Earlier this evening, at the closing dinner of a Liberty Fund conference that focused on the writings of Armen Alchian and Henry Manne, Jerry Jordan (a student at U.C.L.A. of Alchian and past president of the Cleveland Fed) relayed an instance that I’d never before heard. It is ….
…. many years ago (mid-1960s, is my guess) a hot-shot, freshly minted PhD student from M.I.T. – who wrote under Paul Samuelson – was starting his career as an assistant professor of economics at U.C.L.A. This young professor (who is today quite well known among economists) was assigned to teach the first semester PhD microeconomics-theory course at U.C.L.A. – a course normally and famously taught by the incomparable Alchian (who was, that semester, on a leave of absence). The young hot-shot economist, however, ran into Alchian in an elevator at U.C.L.A. just before the semester started and, very wisely, sought Alchian’s counsel on what material to cover in that first-semester PhD microeconomics class.

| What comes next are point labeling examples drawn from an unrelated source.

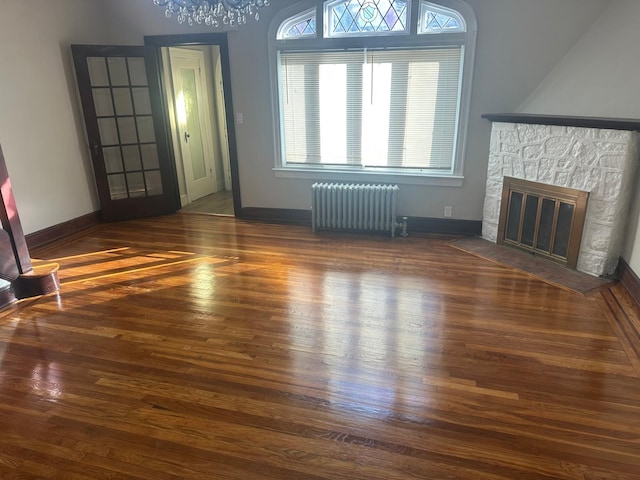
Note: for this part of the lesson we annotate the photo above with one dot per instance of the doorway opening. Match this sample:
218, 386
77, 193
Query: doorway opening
199, 113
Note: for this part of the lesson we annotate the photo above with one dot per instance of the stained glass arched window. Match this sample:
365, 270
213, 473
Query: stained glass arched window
438, 19
373, 86
362, 17
298, 26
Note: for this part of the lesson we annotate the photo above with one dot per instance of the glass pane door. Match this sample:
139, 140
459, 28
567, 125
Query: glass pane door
120, 96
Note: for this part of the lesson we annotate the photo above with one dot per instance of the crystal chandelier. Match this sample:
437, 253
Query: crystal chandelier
214, 13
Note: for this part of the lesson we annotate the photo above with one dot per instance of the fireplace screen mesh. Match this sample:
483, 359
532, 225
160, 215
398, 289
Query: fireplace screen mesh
542, 219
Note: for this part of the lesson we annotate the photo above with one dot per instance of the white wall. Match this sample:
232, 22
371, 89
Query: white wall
41, 129
519, 41
599, 77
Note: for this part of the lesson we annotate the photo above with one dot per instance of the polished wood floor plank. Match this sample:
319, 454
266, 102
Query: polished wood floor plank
203, 347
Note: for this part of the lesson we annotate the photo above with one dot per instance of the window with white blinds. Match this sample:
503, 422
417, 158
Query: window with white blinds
373, 100
377, 109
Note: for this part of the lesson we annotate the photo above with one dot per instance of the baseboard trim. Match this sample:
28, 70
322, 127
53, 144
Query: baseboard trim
416, 224
61, 230
629, 280
444, 225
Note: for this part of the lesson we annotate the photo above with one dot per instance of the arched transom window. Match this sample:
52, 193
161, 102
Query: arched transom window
379, 86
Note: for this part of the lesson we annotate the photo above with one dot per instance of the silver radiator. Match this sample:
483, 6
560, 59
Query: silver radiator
354, 207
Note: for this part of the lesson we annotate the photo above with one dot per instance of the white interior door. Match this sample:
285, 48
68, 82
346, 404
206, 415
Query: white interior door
193, 121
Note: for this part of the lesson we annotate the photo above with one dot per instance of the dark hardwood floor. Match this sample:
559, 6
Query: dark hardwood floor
201, 347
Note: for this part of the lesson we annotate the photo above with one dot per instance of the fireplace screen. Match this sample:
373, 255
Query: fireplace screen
542, 219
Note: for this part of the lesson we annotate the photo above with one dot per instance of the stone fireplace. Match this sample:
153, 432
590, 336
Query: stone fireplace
597, 156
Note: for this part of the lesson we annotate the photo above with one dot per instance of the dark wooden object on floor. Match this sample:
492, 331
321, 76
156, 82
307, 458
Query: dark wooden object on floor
201, 347
21, 280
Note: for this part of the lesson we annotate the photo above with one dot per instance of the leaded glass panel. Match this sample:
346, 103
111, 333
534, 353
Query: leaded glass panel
302, 25
365, 17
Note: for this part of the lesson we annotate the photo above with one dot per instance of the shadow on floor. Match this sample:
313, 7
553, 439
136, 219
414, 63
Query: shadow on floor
219, 203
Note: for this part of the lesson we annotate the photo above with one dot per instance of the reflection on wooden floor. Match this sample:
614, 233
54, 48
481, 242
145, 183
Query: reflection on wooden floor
219, 203
193, 347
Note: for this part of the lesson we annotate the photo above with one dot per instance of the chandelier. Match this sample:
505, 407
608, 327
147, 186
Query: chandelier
214, 13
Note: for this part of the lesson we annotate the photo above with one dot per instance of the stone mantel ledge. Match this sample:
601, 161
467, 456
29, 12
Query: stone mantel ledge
598, 160
628, 124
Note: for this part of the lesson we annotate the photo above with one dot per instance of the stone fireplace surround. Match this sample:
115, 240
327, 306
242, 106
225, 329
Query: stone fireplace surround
590, 154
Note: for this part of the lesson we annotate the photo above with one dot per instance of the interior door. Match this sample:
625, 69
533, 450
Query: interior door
193, 118
120, 95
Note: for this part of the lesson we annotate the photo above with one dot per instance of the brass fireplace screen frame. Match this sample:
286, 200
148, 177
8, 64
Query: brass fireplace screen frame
560, 244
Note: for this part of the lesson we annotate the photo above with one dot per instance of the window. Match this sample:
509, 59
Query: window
359, 91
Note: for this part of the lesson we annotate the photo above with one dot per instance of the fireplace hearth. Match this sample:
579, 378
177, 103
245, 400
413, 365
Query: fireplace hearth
591, 155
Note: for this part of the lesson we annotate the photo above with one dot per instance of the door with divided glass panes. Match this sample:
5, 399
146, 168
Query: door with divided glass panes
120, 95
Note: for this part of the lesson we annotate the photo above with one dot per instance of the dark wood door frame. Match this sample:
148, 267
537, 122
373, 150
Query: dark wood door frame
220, 40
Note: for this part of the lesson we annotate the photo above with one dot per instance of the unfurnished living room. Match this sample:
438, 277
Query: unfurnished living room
319, 239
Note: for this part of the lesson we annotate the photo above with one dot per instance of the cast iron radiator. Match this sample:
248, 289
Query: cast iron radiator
365, 207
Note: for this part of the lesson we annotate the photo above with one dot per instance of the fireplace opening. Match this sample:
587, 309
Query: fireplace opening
542, 219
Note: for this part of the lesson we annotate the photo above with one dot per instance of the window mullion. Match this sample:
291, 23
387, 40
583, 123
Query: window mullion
397, 114
312, 111
354, 113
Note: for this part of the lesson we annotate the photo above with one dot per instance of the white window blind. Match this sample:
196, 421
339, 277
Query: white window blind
373, 108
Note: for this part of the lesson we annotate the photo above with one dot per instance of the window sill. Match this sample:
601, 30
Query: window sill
377, 177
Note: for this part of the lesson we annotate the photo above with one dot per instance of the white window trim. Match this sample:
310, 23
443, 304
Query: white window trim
454, 179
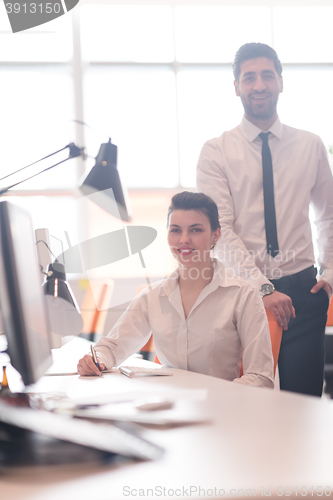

“Demand,” replied Alchian to the young professor’s query – as in ‘the theory of consumer, and of derived, demand.’
“Oh yes!” exclaimed the young prof., “I already have some lectures planned on demand. But what else, in addition, should I cover in the course?”
Alchian replied: “Demand. That’s all there is.”
Alchian, in this as in everything else that he addressed, was correct. At the end of the day, nearly all that is correct and worthwhile in economics is found in a deep understanding of the law of demand.